MPRA results include a certain level of false positives and false negatives because of technical problems including synthesis, sequencing, and enhancer-barcode association errors. It is thus important to carry out multiple replicate experiments, include positive and negative control sequences in MPRA libraries, and compare the level of reporter gene expression to that of controls. Once such example is the use of scrambled controls as done by White et al who compared the activity of 1,298 enhancer candidates to 3,035 scrambled DNA controls [29]. The scrambled DNA sequences produced distinct levels of reporter expressions that can overlap with the activity of many functional sequences. From this they concluded that enhancer function couldn’t be assessed solely by applying a threshold level of activity [29]. In addition, to further confirm MPRA results, individual validation of a few selected enhancers should also be carried out. Patwardhan et al for example, tested six enhancer variants chosen from their MPRA result for their activities individually in the mouse liver and showed high correlation of the individual data and MPRA [26]. An alternative method to MPRA is STARR-seq, in which candidate enhancer sequences are subcloned 3’ to a reporter gene, and if functional enhancers activate the transcription of themselves, thus DNA synthesis and enhancer-barcode association is not required (Fig. 1). However, because each enhancer induces only one readout (the enhancer itself), unlike other MPRAs that use multiple barcodes per enhancer, STARR-seq does not provide high multiplicity of enhancer activity if coverage is low for a specific sequence and can be biased by enhancer RNA stability.
Most of the MPRAs are carried out in an episomal manner and thus may not acquire chromatin marks or be influenced by other intrinsic factors. The development of MPRA methods that allow for genomic integration such as lentivirus libraries or embryonic stem cell (ESC) recombination, which were previously employed in similar MPRA studies, such as FIREWACh [34] or SIF-seq [35] (Fig. 1), can allow for enhancer assays in a chromosomal context. TRIP, a high-throughput enhancer trap technology, allows enhancer analysis in genomic context [33]. However, these studies could not provide specific quantitative measurements.

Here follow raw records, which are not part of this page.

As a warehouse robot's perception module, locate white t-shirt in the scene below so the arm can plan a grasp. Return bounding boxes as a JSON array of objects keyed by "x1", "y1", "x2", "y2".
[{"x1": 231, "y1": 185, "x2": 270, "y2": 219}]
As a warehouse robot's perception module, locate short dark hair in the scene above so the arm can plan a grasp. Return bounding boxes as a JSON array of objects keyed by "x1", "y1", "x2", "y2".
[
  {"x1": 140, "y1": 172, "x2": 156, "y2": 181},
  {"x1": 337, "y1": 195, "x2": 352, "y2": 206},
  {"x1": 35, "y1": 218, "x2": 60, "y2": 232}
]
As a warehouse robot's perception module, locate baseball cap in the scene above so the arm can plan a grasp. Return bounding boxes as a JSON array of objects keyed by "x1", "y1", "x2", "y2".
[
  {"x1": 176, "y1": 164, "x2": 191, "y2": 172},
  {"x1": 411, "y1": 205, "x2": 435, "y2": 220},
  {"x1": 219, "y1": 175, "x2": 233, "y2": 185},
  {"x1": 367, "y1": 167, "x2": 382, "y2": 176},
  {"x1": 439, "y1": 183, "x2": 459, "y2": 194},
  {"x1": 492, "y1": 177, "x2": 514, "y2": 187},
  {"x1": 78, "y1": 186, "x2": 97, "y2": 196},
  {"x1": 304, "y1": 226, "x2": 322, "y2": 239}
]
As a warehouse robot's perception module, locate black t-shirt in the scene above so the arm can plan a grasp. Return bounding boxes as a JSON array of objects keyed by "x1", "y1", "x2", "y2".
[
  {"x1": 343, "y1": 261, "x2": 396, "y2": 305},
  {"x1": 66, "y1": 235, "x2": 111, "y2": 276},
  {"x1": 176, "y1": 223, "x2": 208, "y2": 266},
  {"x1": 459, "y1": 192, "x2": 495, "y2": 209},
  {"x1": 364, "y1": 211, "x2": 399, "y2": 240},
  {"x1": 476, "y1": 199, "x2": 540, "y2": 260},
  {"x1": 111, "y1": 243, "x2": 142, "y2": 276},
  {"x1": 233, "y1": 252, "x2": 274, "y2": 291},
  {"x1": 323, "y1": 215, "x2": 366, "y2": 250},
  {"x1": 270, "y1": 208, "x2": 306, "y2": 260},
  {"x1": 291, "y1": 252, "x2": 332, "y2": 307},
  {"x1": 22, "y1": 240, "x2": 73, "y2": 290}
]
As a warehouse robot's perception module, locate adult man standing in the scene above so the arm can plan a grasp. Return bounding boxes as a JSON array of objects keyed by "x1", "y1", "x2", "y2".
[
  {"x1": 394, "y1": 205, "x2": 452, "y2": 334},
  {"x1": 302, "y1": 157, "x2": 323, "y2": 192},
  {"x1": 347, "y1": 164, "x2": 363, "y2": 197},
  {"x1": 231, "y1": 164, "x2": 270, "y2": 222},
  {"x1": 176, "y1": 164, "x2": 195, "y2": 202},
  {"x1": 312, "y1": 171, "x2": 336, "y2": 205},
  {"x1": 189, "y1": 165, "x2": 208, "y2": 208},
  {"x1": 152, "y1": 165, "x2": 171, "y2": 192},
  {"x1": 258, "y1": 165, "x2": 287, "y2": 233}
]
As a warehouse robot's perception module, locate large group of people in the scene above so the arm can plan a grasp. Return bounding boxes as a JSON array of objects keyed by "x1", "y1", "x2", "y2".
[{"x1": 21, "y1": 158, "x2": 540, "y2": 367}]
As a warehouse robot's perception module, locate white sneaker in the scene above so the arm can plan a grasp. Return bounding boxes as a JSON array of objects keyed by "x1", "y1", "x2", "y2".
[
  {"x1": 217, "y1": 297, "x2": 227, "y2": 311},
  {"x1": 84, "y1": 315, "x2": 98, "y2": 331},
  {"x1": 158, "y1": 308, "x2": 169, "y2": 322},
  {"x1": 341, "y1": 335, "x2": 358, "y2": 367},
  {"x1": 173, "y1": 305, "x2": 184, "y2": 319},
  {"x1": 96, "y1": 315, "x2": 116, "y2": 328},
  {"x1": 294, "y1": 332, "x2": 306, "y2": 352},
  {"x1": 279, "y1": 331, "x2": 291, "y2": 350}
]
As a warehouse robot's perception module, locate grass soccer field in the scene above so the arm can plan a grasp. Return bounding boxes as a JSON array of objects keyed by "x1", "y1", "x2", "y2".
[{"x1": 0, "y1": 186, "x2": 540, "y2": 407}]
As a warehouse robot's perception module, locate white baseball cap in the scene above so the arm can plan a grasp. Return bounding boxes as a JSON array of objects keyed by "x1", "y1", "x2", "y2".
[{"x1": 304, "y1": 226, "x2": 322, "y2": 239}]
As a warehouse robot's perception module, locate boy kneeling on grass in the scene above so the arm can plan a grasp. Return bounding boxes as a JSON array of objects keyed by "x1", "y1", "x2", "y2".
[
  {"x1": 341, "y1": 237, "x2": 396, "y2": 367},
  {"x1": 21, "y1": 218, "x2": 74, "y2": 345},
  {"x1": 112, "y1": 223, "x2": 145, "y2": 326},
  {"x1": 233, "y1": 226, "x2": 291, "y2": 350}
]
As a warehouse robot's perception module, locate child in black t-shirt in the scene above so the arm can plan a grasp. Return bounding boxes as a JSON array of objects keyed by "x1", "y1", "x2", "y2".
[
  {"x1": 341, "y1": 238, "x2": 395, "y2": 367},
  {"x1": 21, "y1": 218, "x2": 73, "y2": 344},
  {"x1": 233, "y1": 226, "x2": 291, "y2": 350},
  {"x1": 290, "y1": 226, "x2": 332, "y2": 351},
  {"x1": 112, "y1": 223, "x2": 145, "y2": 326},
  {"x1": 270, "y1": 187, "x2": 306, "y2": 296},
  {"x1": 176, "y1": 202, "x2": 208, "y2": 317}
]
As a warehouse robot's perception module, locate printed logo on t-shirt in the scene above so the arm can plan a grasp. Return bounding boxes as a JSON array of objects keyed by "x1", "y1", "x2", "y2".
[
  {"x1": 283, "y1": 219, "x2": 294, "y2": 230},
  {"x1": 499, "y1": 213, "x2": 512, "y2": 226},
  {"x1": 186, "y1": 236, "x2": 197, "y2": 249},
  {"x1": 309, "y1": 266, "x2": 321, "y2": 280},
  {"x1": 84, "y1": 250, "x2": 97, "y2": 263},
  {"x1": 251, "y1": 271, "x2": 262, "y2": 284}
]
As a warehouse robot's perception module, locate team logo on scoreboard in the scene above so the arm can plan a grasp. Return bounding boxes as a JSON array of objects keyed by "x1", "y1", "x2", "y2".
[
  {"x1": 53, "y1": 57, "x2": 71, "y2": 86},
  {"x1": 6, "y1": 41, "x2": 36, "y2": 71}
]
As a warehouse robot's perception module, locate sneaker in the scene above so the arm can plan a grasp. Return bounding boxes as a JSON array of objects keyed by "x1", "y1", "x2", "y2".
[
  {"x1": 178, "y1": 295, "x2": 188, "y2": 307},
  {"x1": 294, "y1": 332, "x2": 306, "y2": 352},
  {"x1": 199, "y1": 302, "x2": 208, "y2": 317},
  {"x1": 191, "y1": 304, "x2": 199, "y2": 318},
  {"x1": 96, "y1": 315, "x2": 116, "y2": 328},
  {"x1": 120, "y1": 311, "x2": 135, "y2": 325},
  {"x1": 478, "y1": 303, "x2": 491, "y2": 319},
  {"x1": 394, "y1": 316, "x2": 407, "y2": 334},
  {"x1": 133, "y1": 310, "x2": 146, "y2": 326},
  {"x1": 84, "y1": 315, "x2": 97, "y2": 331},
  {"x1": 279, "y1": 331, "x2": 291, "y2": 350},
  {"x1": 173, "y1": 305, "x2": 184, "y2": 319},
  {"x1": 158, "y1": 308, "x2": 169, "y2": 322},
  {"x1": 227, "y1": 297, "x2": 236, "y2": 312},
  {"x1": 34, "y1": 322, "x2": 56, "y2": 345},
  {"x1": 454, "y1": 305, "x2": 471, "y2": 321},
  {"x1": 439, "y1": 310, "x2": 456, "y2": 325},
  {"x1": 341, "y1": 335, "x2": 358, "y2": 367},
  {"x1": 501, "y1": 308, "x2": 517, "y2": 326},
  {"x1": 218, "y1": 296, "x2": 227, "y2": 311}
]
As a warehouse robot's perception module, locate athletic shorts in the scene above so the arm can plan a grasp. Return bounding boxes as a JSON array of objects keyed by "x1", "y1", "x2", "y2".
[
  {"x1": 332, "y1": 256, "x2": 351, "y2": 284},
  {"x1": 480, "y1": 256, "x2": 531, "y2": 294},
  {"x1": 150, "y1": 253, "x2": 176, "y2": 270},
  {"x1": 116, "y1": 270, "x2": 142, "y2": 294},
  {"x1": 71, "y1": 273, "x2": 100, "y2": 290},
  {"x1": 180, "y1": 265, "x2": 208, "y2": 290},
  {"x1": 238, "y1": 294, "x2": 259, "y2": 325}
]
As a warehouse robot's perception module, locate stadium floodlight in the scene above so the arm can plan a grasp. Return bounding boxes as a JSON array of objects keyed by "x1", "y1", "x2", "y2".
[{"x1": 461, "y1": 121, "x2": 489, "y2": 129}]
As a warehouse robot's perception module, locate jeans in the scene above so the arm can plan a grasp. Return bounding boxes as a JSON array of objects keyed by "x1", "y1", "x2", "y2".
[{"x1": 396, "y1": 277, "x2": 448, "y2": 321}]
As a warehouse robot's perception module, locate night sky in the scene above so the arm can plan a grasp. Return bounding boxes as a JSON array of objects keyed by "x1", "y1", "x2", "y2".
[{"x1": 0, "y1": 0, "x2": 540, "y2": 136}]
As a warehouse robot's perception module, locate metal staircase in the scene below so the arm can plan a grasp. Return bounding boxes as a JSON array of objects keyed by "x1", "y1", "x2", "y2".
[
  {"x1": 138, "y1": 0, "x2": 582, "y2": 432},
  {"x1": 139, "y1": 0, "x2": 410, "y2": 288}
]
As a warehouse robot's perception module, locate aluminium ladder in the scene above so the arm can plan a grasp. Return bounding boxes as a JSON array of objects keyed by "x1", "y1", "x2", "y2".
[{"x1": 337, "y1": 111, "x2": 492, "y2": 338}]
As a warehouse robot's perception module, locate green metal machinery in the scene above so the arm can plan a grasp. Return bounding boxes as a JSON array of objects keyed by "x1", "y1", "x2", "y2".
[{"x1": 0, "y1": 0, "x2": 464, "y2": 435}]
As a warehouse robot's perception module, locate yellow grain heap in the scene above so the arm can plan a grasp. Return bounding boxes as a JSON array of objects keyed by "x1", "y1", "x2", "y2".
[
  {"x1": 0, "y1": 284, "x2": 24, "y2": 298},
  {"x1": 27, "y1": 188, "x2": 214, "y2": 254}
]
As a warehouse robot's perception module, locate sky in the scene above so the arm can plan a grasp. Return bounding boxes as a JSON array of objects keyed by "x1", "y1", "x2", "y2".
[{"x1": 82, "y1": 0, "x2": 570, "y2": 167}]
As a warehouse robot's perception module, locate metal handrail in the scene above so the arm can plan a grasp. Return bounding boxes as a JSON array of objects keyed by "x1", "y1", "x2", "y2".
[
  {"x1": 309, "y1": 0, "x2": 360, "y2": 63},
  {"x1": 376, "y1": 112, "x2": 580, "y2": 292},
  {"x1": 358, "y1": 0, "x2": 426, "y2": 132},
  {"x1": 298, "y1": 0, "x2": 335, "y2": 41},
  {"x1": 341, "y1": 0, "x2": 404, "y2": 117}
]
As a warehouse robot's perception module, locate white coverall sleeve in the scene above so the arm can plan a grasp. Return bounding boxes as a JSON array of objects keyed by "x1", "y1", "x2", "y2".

Since enhancers tend to be tissue-specific, it is important to try and carry out MPRA for these sequences in a homogenous cell population, if possible. Applying sorting technologies, such as FACS, microfluidics, and Transcribed Ribosome Affinity Purification followed by sequencing (TRAP-seq) [41], can allow MPRA to be utilized in heterogenic cell populations or complex tissues. Also, although Patwardhan et al successfully used hydrodynamic tail vein injection to introduce an MPRA library into the mouse liver [26], this technique cannot deliver these libraries into other tissues at ample concentrations that could allow MPRA measurements.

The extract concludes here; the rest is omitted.